I think it matters whether we're talking fingerlings or smolts here, but either way, that some juvenile salmon (and probably steelhead) spend time in multiple estuaries before hitting the ocean full-time is interesting, to say the least. I suspect it might do a lot to explain why adult salmon sometimes "stray" or "dip" into non-natal streams on their spawning runs. I can also see how this highlights, yet again, the importance of ample, diverse, healthy freshwater habitat.

I'm going to try and locate the paper and read it, so I can get my facts straight, but I posted this for the purpose of discussion... which we do here!
That behavior is referred to as nomadism, and is rather common in SE AK. The first place I remember seeing it described is Harding 1993, and one of the better papers on the subject is Koski 2009.
Quite the life history strategy.
 
I'm kinda' surprised that the authors are surprised to discover such fish behavior. We've known for years now that fish behavior patterns are not as rigid as originally believed. The whole concept of "dipins" and other wandering was surprising when first observed because we didn't have any other information to go on. I think we now understand that fish behavior and migration can be more complex than we know.
 
I'm kinda' surprised that the authors are surprised to discover such fish behavior. We've known for years now that fish behavior patterns are not as rigid as originally believed. The whole concept of "dipins" and other wandering was surprising when first observed because we didn't have any other information to go on. I think we now understand that fish behavior and migration can be more complex than we know.
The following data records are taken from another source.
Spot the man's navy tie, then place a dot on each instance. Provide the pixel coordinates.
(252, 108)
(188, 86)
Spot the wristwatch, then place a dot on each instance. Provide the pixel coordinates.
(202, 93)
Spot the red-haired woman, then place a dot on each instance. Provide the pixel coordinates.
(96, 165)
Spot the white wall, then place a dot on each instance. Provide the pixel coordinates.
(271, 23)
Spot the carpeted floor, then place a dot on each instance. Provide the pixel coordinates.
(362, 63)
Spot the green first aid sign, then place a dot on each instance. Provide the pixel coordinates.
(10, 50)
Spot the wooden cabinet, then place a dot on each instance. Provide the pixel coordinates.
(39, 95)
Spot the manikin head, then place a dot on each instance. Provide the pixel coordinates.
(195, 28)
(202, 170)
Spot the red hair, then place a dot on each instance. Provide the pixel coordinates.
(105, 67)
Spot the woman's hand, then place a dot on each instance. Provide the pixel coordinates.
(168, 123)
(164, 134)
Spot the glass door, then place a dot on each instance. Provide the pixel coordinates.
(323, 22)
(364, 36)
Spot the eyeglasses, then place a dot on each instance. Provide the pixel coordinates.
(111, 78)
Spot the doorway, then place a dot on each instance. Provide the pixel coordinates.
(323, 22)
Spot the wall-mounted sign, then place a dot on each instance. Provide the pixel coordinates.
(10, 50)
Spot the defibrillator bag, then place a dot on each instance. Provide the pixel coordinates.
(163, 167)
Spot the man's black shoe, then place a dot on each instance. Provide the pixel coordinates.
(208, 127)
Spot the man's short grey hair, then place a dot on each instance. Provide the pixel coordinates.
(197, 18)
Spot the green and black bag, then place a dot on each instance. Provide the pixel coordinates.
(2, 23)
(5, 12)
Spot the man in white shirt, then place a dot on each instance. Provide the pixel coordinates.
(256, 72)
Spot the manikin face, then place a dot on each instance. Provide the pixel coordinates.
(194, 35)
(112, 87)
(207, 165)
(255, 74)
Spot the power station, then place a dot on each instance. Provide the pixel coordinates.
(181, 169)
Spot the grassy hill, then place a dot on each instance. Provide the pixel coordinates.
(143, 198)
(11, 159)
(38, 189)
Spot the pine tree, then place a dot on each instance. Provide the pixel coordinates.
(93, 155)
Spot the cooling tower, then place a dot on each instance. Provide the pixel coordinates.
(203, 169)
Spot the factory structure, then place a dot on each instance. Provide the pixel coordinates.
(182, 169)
After skimming that paper and its references, I'm a bit suprised as well. Whoever was tasked with lit review missed the boat, IMO. There's a bunch of great work absent from their analysis, and as a result they're sorta reinventing the wheel.
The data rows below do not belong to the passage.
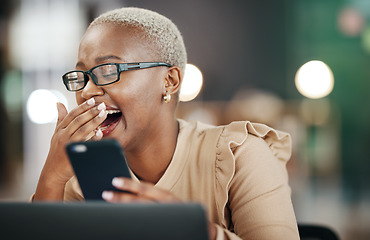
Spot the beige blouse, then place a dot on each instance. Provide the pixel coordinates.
(238, 172)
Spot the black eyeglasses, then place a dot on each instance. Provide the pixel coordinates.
(103, 74)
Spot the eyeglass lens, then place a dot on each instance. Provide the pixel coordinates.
(102, 75)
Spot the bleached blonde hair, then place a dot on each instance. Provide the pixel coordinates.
(161, 31)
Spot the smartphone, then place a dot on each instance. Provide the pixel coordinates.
(95, 164)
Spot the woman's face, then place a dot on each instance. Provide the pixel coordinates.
(137, 96)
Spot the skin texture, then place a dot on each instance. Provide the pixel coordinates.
(147, 129)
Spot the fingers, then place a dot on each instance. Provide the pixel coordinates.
(84, 124)
(62, 112)
(137, 192)
(81, 122)
(89, 104)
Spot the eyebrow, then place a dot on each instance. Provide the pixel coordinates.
(100, 59)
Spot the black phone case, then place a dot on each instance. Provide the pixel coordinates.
(95, 164)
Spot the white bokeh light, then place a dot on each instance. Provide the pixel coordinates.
(41, 105)
(191, 84)
(314, 80)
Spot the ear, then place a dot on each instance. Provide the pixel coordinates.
(173, 80)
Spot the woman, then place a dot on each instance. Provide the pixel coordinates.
(236, 171)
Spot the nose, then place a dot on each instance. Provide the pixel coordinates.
(91, 90)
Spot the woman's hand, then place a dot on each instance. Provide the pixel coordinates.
(144, 192)
(78, 125)
(137, 192)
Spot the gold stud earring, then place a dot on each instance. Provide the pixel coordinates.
(167, 97)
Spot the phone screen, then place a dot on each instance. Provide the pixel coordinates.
(95, 164)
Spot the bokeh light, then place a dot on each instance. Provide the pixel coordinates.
(314, 79)
(191, 84)
(351, 22)
(41, 105)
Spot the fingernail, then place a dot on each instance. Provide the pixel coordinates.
(107, 195)
(102, 113)
(91, 101)
(117, 182)
(101, 106)
(99, 133)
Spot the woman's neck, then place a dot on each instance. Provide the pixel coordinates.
(151, 161)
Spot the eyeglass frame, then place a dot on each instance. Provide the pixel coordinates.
(121, 67)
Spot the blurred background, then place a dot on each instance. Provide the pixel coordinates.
(302, 66)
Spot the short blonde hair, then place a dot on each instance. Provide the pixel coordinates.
(161, 31)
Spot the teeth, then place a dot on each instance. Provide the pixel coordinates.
(112, 111)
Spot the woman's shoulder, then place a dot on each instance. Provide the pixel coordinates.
(239, 133)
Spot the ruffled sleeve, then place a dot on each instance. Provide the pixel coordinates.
(251, 179)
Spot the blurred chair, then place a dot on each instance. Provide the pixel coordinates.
(316, 232)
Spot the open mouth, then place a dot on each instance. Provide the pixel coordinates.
(113, 117)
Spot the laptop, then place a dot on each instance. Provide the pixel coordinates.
(97, 220)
For one of the more interesting studies, check out Shaul et al 2013 - they confirm juvenile coho emigration and subsequent immigration movement over long spatial and temporal scales.
 
Academia: What's old can be new again 😂
 
That behavior is referred to as nomadism, and is rather common in SE AK. The first place I remember seeing it described is Harding 1993, and one of the better papers on the subject is Koski 2009.
Quite the life history strategy.

Folks used to assume the early migrants / nomads mostly died before reproducing, too, but that’s not exactly right either.